Effizient ist es also, möglichst viele Autos durch Elektroautos zu ersetzen. Suffizient wäre es, die Anzahl der Autos zu verringern. Wir sehen den Konflikt deutlich, wenn es heißt, die ökologischen Grenzen einzuhalten und gleichzeitig die Bedürfnisse zu befriedigen. Dass das auseinanderfällt, ist ja gerade des Pudels Kern.
Wachstum ohne Nebenwirkungen
Wir hatten weiter oben schon kurz drüber gesprochen. Kann weiteres Wachstum auch ohne schädliche Emissionen gelingen (und auch ohne den uferlosen Verbrauch von Ressourcen)?
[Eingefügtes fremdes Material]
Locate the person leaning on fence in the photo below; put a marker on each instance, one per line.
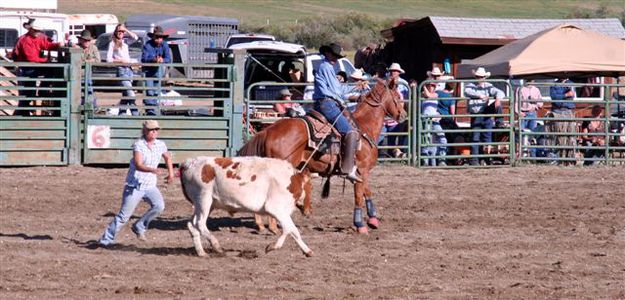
(329, 100)
(154, 51)
(480, 96)
(118, 53)
(594, 125)
(141, 184)
(287, 108)
(90, 53)
(529, 102)
(562, 109)
(431, 121)
(28, 49)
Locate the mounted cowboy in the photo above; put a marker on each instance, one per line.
(329, 98)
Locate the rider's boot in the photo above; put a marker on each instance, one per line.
(348, 165)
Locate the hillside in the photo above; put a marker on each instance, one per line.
(256, 13)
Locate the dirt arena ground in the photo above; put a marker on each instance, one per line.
(528, 232)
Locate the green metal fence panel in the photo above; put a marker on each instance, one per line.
(34, 115)
(503, 150)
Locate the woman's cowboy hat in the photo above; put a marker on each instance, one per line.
(396, 67)
(358, 75)
(435, 72)
(34, 25)
(480, 72)
(285, 92)
(332, 48)
(85, 35)
(158, 32)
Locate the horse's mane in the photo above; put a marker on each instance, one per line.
(255, 146)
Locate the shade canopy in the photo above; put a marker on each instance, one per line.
(565, 50)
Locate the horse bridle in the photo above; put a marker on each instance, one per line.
(379, 100)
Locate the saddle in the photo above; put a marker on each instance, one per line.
(321, 134)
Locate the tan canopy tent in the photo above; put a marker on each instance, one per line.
(564, 49)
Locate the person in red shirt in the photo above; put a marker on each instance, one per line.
(28, 49)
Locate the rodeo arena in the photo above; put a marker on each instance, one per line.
(498, 147)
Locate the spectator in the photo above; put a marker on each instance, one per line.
(288, 109)
(562, 108)
(141, 184)
(390, 125)
(28, 49)
(429, 110)
(480, 102)
(154, 51)
(90, 54)
(529, 102)
(118, 53)
(595, 124)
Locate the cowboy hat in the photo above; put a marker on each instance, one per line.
(435, 72)
(151, 124)
(158, 32)
(396, 67)
(480, 72)
(85, 35)
(333, 48)
(34, 25)
(285, 92)
(358, 75)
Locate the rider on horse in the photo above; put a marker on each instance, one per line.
(329, 101)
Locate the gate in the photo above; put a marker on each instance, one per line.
(34, 114)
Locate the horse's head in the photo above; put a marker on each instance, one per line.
(390, 99)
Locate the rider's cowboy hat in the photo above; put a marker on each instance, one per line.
(86, 35)
(435, 72)
(285, 92)
(480, 72)
(357, 75)
(158, 32)
(396, 67)
(333, 48)
(34, 25)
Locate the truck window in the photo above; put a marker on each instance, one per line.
(8, 37)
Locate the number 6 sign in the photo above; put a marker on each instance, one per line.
(98, 136)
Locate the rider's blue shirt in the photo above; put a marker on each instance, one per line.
(326, 84)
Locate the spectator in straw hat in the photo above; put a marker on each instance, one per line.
(155, 51)
(28, 49)
(480, 102)
(141, 184)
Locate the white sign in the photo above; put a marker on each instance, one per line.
(98, 136)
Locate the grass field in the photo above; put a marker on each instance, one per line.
(254, 13)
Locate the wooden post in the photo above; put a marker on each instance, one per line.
(75, 116)
(238, 94)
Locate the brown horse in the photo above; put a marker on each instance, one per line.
(287, 139)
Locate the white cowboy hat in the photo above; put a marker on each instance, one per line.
(435, 72)
(480, 72)
(357, 75)
(36, 25)
(396, 67)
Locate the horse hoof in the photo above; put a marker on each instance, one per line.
(373, 222)
(362, 230)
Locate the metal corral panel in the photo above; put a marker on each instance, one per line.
(33, 141)
(185, 138)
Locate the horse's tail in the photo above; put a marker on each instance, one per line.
(325, 192)
(255, 146)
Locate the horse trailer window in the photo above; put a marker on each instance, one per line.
(8, 37)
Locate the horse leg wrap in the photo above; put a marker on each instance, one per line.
(358, 218)
(371, 211)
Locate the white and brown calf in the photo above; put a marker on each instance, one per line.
(243, 184)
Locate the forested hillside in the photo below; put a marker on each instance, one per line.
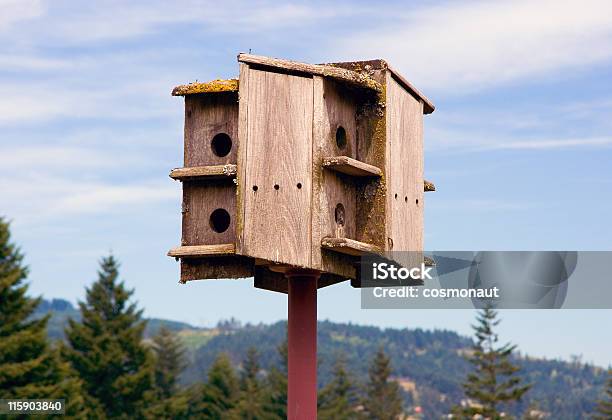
(429, 365)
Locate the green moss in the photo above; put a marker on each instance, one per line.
(215, 86)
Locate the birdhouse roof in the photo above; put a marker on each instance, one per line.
(354, 73)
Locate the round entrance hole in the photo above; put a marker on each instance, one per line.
(221, 144)
(219, 220)
(339, 214)
(341, 137)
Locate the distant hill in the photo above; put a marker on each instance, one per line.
(429, 365)
(60, 310)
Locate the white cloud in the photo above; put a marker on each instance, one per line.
(84, 22)
(468, 46)
(13, 11)
(38, 198)
(547, 144)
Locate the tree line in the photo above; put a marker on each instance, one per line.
(105, 369)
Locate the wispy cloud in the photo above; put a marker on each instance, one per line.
(467, 46)
(14, 11)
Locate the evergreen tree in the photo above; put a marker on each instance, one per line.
(276, 401)
(169, 361)
(604, 406)
(218, 397)
(106, 348)
(171, 402)
(250, 404)
(337, 399)
(383, 399)
(29, 367)
(494, 381)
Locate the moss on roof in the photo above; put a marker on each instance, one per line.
(215, 86)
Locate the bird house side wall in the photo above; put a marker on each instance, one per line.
(404, 168)
(334, 194)
(276, 150)
(211, 129)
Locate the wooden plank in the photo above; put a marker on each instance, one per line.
(206, 172)
(428, 186)
(428, 106)
(354, 78)
(216, 267)
(349, 166)
(241, 187)
(349, 246)
(214, 86)
(207, 118)
(334, 107)
(405, 169)
(277, 185)
(382, 65)
(276, 282)
(194, 251)
(204, 204)
(372, 149)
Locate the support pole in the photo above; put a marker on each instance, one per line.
(302, 345)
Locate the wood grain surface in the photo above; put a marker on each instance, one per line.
(277, 223)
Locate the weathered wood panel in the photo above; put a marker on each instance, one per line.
(372, 149)
(205, 117)
(194, 251)
(334, 194)
(349, 166)
(200, 200)
(222, 267)
(204, 172)
(277, 183)
(405, 168)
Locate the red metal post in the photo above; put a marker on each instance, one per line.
(302, 345)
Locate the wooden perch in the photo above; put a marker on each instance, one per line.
(350, 166)
(351, 77)
(215, 86)
(196, 251)
(349, 246)
(211, 172)
(428, 186)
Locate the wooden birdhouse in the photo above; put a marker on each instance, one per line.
(300, 166)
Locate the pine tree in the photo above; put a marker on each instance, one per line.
(169, 361)
(29, 367)
(275, 405)
(170, 401)
(250, 404)
(604, 406)
(494, 381)
(383, 399)
(106, 348)
(337, 399)
(219, 395)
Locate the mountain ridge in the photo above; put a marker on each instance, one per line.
(430, 365)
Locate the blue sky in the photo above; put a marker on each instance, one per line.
(520, 145)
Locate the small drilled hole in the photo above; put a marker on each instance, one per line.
(219, 220)
(221, 144)
(339, 214)
(341, 137)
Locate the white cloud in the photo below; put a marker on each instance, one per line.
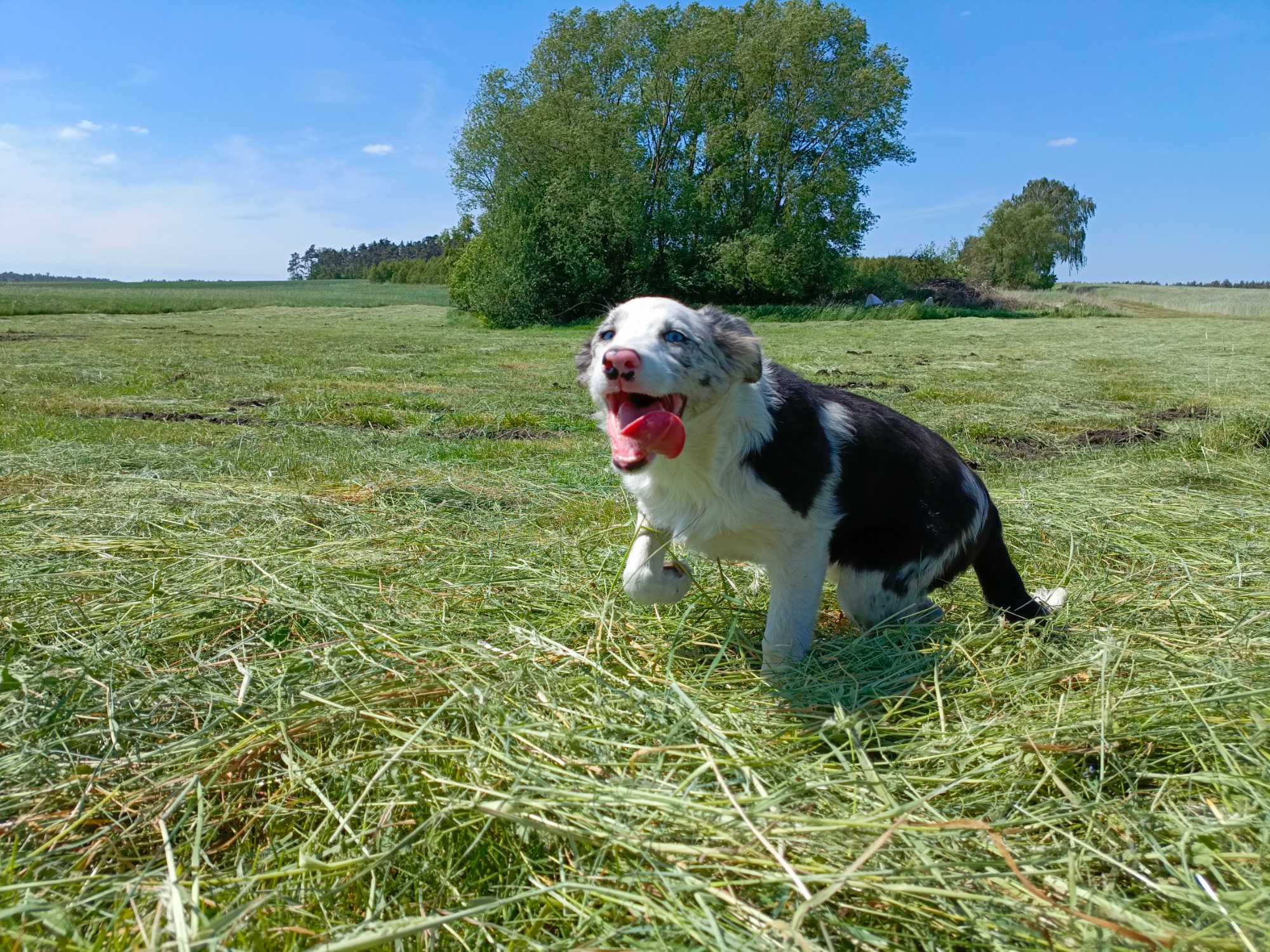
(11, 76)
(253, 202)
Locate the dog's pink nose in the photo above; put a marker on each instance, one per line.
(623, 362)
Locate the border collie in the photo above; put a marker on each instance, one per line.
(737, 458)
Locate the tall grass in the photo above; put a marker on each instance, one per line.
(355, 670)
(1145, 300)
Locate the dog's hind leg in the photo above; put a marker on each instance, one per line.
(652, 576)
(1003, 586)
(797, 586)
(869, 604)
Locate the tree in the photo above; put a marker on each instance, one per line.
(1017, 248)
(1026, 235)
(693, 152)
(1071, 210)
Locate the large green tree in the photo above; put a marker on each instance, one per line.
(694, 152)
(1027, 235)
(1071, 210)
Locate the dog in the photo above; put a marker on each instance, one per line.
(736, 458)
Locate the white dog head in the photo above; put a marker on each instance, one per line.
(655, 362)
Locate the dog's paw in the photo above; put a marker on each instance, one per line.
(661, 586)
(1053, 600)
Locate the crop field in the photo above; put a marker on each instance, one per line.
(313, 637)
(1153, 300)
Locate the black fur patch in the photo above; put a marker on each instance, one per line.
(901, 493)
(796, 461)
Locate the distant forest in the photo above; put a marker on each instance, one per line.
(16, 276)
(327, 263)
(1227, 284)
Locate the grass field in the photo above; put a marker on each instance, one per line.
(313, 637)
(1151, 300)
(182, 296)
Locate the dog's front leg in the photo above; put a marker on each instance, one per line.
(797, 585)
(652, 577)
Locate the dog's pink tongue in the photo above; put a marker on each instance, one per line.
(658, 432)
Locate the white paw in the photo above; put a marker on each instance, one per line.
(658, 586)
(1052, 598)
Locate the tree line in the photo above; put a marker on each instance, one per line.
(707, 154)
(34, 277)
(355, 262)
(1226, 284)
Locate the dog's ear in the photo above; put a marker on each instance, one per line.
(582, 361)
(737, 343)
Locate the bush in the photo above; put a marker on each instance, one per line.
(897, 276)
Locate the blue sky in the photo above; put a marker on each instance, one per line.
(211, 140)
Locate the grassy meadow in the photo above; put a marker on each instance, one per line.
(1150, 300)
(313, 638)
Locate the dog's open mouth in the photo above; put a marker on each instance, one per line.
(641, 426)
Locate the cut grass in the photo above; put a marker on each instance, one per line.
(359, 670)
(184, 296)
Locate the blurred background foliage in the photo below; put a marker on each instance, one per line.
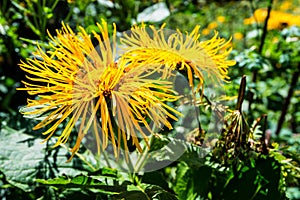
(261, 164)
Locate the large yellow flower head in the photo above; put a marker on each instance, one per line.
(76, 82)
(177, 51)
(115, 97)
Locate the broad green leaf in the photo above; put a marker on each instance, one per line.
(23, 159)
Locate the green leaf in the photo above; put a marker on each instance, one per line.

Kann die Entkopplung von BIP und Emissionen funktionieren?
Tatsächlich kann man an manchen Stellen beobachten, dass die Wirtschaft wächst, aber die Emissionen zurück gehen. Zumindest sieht das so aus, wenn man das Szenario in En-ROADS, dem Klimasimulator anschaut. Das kommt daher, dass Technologien effektiver werden. Und wenn sie „grüner“ werden, sinkt auch die sogenannte „Kohlenstoffintensität“. Grundsätzlich kann also so was wie die Entkoppelung klappen, aber ob das schnell und weit genug geht, steht noch auf einem ganz anderen Blatt.
Und noch was: selbst wenn wir uns zum Umstieg vom Wachstumspfad auf eine „Schrumpfung“ oder ähnliches entschliessen würden, ist der Weg natürlich ein Riesenproblem. Weil dieser Umstieg viele Opfer kostet und Konflikte mit sich bringt. Und weil einige unter uns durchaus noch berechtigten Anspruch auf einen Anstieg ihres Lebensstandards haben:
„... haben Sie eine Ahnung, wie viele Menschen in London kein Essen auf den Tisch kriegen? Wie viele Kinder hungern, weil ihre Eltern die Arbeit verloren haben? Da reicht es nicht, auf den Neoliberalismus zu schimpfen. Da muss man sich die Hände schmutzig machen und realen Wandel für ein anderes Wachstum schaffen. Das ist übrigens deutlich einfacher, als die Wirtschaft spürbar zu schrumpfen.“ So schreibt die Ökonomin Mariana Mazzucato (ZEIT Nr 29 / 2020)
Weniger ist mehr
Gehen wir trotzdem mal davon aus, dass wir uns zu einem Umstieg entschliessen könnten. Ulrike Herrmann schreibt in ihrem Buch „Das Ende des Kapitalismus“ (2023), dass wir hier in Deutschland ungefähr auf ein Konsumniveau schrumpfen müssten, das wir Mitte der siebziger Jahre hatten.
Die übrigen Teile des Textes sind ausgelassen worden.